Село Парфеньево ничем от окружающих его деревень не отличалось, кроме белой каменной церкви о пяти главах, с не очень высокой, приземистой колокольней и кирпичной оградой вокруг, с двумя каменными же строеньицами по углам передней части ограды. В одном из них была часовня, в другом – сторожка. Рядом с церковью вдоль улицы стояли дом священника и дома дьякона и пономаря и в конце улицы церковно-приходская школа.
Вдоль самой окраины села протекала небольшая речка Верёкса, образуя кое-где небольшие бочажки, в которых в летние дни купались ребята, а в зимнее время прорубались проруби, где жители брали воду и полоскали белье.
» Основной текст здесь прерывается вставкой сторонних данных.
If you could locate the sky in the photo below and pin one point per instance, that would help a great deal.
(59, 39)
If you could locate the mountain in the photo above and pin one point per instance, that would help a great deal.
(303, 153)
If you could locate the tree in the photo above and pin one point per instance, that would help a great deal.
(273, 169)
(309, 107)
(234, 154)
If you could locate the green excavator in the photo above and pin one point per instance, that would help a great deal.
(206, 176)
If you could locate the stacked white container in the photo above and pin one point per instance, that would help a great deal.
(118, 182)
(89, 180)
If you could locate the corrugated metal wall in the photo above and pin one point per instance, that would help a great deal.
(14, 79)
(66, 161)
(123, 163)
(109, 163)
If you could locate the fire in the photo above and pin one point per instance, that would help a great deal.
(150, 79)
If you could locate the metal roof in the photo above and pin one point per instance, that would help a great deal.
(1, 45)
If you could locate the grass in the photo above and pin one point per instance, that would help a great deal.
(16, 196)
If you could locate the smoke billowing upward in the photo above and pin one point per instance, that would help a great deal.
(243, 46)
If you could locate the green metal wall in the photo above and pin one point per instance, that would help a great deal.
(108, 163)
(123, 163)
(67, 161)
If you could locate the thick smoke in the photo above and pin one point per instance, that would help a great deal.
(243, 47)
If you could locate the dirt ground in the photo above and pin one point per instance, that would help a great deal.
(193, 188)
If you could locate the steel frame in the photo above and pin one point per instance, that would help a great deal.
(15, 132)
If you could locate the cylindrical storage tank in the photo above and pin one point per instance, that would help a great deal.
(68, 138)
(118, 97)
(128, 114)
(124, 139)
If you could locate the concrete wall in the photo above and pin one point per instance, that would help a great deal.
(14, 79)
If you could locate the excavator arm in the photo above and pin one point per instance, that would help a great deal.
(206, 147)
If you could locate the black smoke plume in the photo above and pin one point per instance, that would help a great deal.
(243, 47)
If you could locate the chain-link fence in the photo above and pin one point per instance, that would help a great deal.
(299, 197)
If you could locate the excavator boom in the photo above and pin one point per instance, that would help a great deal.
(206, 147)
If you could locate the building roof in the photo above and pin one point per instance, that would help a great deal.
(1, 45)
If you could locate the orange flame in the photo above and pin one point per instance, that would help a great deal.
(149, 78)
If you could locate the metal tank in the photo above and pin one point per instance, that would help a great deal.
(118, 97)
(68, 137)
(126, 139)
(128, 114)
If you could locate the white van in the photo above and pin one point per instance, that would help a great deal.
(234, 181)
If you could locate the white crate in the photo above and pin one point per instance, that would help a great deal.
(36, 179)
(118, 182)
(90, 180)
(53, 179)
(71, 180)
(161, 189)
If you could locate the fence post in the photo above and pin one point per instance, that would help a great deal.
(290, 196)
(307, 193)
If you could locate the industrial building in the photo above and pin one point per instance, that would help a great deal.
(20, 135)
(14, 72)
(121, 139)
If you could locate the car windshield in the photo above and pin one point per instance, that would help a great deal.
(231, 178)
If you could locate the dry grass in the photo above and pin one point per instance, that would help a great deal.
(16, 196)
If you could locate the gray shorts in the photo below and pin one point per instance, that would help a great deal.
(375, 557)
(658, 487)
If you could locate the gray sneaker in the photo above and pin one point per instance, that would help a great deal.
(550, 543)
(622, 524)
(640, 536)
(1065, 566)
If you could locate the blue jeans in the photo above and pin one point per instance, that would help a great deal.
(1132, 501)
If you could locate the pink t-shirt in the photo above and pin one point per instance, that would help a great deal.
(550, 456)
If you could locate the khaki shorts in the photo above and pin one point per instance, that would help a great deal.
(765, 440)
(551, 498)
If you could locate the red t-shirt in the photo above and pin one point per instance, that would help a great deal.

С востока, запада и севера этот край был окружен лесами, и только с южной стороны леса было очень мало, а простирались небольшие пустоши и окруженные изгородями поля, разделенные на мелкие полоски. Жители сеяли рожь, овес, лен и очень мало ячменя и гороха, который служил лакомством детям, пока еще был зеленый.
В этом селе, в небольшой избе с соломенной крышей, которая стояла в конце улицы, недалеко от церкви, я и родился 14 июня 1895 года.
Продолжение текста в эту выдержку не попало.